”Only to the extent that a man exposes himself over and over again to annihilation, can that which is indestructible arise within him. In this lies the dignity of daring.”*
~ Zen teacher Graf Durckheim
“My life has been a path at the edge of uncertainty. Today I think we educate kids to be settled in a comfortable chair. You have your job. You have your little car. You have a place to sleep. And the dreams are dead. You don’t roll on a secure path. All of us should conquer something in life. And it needs a lot of work. And it needs a lot of risk. In order to grow and improve, you have to be there a bit at the edge of uncertainty. . . ‘There is a whisper on the night wind. There’s a star agleen to guide us. And the wild is calling calling. Let us go.’”
— Chef Francis Mallmann, Patagonia, South America.
(from interview on Netflix series “Chef’s Table”)

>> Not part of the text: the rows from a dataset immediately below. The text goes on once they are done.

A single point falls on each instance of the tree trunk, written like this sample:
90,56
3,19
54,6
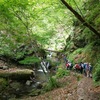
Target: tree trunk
80,18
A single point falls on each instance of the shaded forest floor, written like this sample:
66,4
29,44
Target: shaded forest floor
78,88
74,87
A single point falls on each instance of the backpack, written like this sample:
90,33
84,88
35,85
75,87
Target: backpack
77,66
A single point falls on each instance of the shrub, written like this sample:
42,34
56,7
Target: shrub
96,75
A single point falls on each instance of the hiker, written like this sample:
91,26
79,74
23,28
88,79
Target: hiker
90,70
77,67
64,58
32,77
87,69
81,67
69,65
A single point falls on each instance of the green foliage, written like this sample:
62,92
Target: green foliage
96,75
30,60
3,83
52,83
62,72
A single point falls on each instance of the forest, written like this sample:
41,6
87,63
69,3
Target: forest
38,38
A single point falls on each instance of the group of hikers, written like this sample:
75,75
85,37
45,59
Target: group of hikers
83,68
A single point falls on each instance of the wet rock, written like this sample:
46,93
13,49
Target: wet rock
28,82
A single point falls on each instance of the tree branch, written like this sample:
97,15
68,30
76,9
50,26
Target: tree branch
79,17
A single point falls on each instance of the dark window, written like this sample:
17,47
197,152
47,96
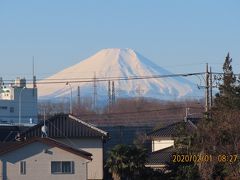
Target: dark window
23,167
62,167
3,107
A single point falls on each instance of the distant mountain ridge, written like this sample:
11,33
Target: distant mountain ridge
115,62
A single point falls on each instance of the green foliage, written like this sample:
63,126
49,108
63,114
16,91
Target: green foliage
180,171
219,171
126,161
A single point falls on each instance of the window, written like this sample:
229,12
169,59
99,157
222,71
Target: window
23,167
62,167
3,107
12,109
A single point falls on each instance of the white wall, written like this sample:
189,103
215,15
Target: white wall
28,106
161,144
38,163
93,146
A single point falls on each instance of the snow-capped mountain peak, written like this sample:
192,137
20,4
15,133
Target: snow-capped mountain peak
116,62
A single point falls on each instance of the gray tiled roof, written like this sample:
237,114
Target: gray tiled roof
172,129
160,157
65,126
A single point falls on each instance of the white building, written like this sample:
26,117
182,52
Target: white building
43,158
18,104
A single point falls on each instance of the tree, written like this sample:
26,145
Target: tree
219,134
229,91
126,162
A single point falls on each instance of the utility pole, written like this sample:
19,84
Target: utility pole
186,115
109,96
207,89
113,93
79,103
94,91
211,84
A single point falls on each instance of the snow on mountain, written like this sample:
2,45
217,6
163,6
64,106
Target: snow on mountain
117,63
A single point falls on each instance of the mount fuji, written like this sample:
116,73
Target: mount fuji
116,63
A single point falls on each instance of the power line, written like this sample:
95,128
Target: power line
79,80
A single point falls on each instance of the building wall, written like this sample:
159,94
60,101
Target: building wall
161,144
9,108
93,146
38,163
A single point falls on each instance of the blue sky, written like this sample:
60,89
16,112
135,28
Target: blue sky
180,36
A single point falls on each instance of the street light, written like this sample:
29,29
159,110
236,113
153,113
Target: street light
67,83
20,106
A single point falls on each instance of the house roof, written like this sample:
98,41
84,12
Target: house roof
172,129
65,126
9,132
160,157
51,142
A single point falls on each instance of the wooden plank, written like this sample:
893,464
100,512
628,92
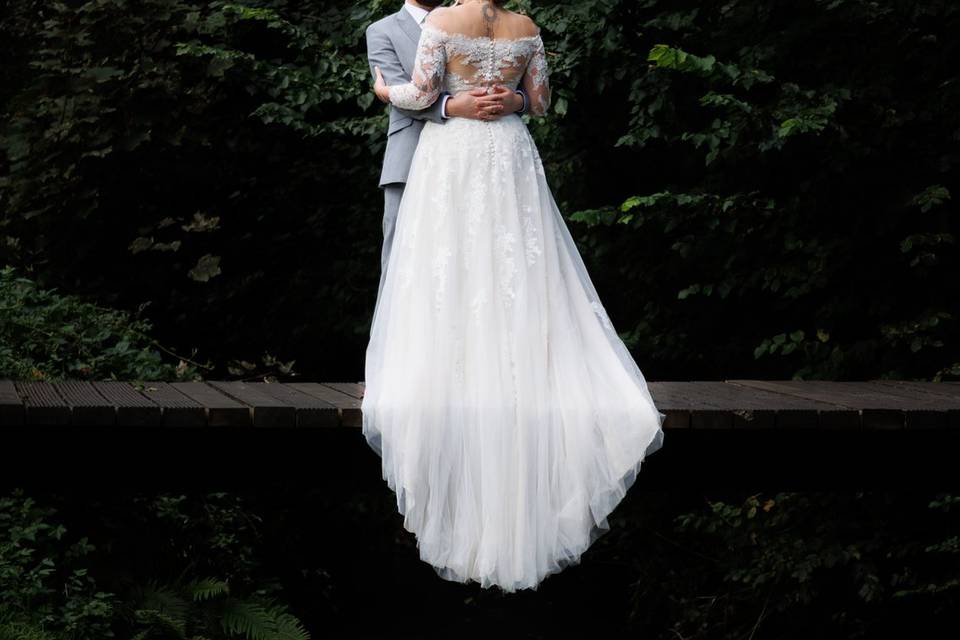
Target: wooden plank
12,412
176,409
948,395
757,409
42,404
667,400
798,410
674,398
221,409
938,389
352,389
347,406
265,410
132,409
928,411
311,411
87,406
878,410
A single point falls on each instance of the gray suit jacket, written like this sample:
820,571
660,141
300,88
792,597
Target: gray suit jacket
392,46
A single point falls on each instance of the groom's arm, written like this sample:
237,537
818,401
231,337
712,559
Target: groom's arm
381,53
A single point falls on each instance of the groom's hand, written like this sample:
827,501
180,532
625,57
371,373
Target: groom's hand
477,104
501,102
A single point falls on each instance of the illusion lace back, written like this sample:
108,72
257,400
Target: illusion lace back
456,62
509,415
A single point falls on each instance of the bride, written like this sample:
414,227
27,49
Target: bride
509,415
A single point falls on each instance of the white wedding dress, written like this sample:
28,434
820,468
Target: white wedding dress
509,415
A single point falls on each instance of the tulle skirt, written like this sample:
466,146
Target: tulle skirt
509,415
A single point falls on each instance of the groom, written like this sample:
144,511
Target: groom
392,46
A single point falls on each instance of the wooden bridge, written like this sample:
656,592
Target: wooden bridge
803,433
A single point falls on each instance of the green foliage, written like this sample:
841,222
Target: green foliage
49,581
814,563
46,590
204,609
48,336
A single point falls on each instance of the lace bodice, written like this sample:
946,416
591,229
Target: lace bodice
456,62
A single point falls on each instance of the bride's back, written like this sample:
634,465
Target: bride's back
485,44
483,20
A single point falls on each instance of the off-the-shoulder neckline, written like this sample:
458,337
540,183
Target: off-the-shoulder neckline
449,34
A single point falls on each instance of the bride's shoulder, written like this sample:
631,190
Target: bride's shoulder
443,18
523,24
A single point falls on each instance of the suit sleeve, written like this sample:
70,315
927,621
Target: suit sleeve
381,53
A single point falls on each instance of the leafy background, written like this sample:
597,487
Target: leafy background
759,189
188,190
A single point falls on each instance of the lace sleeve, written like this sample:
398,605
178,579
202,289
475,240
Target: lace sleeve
536,80
428,69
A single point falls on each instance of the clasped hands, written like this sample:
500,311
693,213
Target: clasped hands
476,104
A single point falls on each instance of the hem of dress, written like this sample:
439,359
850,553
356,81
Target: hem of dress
601,505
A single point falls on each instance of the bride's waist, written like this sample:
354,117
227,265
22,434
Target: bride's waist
508,121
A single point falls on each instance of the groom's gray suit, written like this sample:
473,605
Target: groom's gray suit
392,46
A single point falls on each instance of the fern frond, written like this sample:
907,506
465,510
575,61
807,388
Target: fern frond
159,620
207,588
249,619
289,627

“To me, it’s really so simple, that life should be lived on the edge. You have to exercise rebellion. To refuse to tape yourself to the rules, to refuse your own success, to refuse to repeat yourself, to see every day, every year, every idea as a true challenge. Then you will live your life on the tightrope.”
– Philip Petit (wire walker who walked for 40 minutes back and forth between the twin towers on a steel cable that he and his accomplices stretched themselves in the middle of the night. They miraculously strung the cable by shooting an arrow from one rooftop to the other with fishing line and then pulling a rope and then steel cable across. Petit was 1,300 hundred feet above the ground as he walked between the towers and had no safety harness or net).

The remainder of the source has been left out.